This definitions covers Key Terms You Must Know within WW2 and Post-War Boom for GCSE History. Revise WW2 and Post-War Boom in America 1920-1973 for GCSE History with 10 exam-style questions and 8 flashcards. This topic appears regularly enough that it should still be part of a steady revision cycle. It is section 9 of 14 in this topic. Make sure you can use the exact wording confidently, because definition marks are often lost through vague language.
Topic position
Section 9 of 14
Practice
10 questions
Recall
8 flashcards
📖 Key Terms You Must Know
- GI Bill (Servicemen's Readjustment Act, 1944)
- Law providing returning veterans with free college education, low-interest home loans, and job training. About 8 million veterans used it for higher education. It created the American suburban middle class — but its benefits were largely denied to Black veterans through discriminatory local administration. One of the most significant laws of the 20th century, but deeply unequal in practice.
- McCarthyism
- The political movement associated with Senator Joseph McCarthy (Republican, Wisconsin), who from 1950 to 1954 made sensational accusations that communists had infiltrated the US government, military, and Hollywood. Few of his specific claims were verified, but the fear he exploited was real — the USSR had nuclear weapons, China had become communist (1949), and the Korean War was being fought. McCarthyism destroyed careers through association and accusation rather than evidence. The term now means any campaign of baseless political persecution.
- HUAC (House Un-American Activities Committee)
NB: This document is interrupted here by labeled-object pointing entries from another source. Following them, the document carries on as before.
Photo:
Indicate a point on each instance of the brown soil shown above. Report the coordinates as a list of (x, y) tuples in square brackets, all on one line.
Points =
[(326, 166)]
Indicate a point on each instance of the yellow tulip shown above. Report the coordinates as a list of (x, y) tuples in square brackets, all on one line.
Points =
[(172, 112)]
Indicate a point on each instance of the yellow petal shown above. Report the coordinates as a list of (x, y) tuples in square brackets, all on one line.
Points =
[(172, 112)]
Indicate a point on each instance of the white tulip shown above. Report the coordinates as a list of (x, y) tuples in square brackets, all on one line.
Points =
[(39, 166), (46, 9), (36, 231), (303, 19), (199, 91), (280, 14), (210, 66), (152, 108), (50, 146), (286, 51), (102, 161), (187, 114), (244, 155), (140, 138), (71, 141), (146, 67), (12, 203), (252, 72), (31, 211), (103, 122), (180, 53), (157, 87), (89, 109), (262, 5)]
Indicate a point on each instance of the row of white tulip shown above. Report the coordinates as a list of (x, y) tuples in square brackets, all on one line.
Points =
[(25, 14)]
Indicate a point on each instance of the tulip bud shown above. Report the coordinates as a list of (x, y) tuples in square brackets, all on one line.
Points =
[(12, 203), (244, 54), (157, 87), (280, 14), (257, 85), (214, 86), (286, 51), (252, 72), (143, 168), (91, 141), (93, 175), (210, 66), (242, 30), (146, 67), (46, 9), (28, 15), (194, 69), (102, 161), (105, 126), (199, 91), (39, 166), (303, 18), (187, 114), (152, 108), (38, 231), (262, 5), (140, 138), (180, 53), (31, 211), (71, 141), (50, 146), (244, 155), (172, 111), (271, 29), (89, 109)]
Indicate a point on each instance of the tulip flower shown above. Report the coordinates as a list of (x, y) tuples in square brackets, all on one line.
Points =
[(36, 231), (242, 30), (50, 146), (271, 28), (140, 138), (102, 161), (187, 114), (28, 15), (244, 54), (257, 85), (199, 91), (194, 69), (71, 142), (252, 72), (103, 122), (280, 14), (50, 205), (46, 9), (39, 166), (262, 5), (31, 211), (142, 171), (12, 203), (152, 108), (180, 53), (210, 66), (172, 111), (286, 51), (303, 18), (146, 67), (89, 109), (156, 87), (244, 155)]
- Congressional committee established in 1938 to investigate communist influence in American life. Its most famous investigations targeted Hollywood, leading to the imprisonment of the "Hollywood Ten" — directors and screenwriters who refused to answer questions — and the blacklisting of hundreds more. Also investigated trade unions and civil rights organisations, viewing them as communist fronts. A tool of political repression in the early Cold War period.
- "Double V" Campaign
- Campaign begun by the Pittsburgh Courier (a Black American newspaper) in 1942, calling for "Double Victory" — victory over fascism in Europe AND victory over racism at home. Captured the fundamental contradiction of Black Americans fighting for democracy abroad while being denied it at home. The campaign grew to 200,000 subscribers and became a rallying point for the Civil Rights movement.
- Baby Boom
- The dramatic increase in birth rates following WW2 (1946-1964). Returning veterans started families, creating a population surge. The baby boom generation — about 76 million Americans — grew up in suburbs, went to college on the GI Bill's legacy, and became the generation of the 1960s social movements. Population grew from 140 million (1945) to 180 million (1960).
- Cold War
- The state of political and military tension between the USA and USSR (1947-1991) that shaped all of post-war American life. Not a shooting war between the superpowers directly, but expressed through proxy wars (Korea, Vietnam), nuclear arms race, espionage, and ideological competition. The Cold War gave the Civil Rights movement unexpected leverage — America's treatment of Black Americans was a propaganda gift to the Soviet Union, pressuring US presidents to act.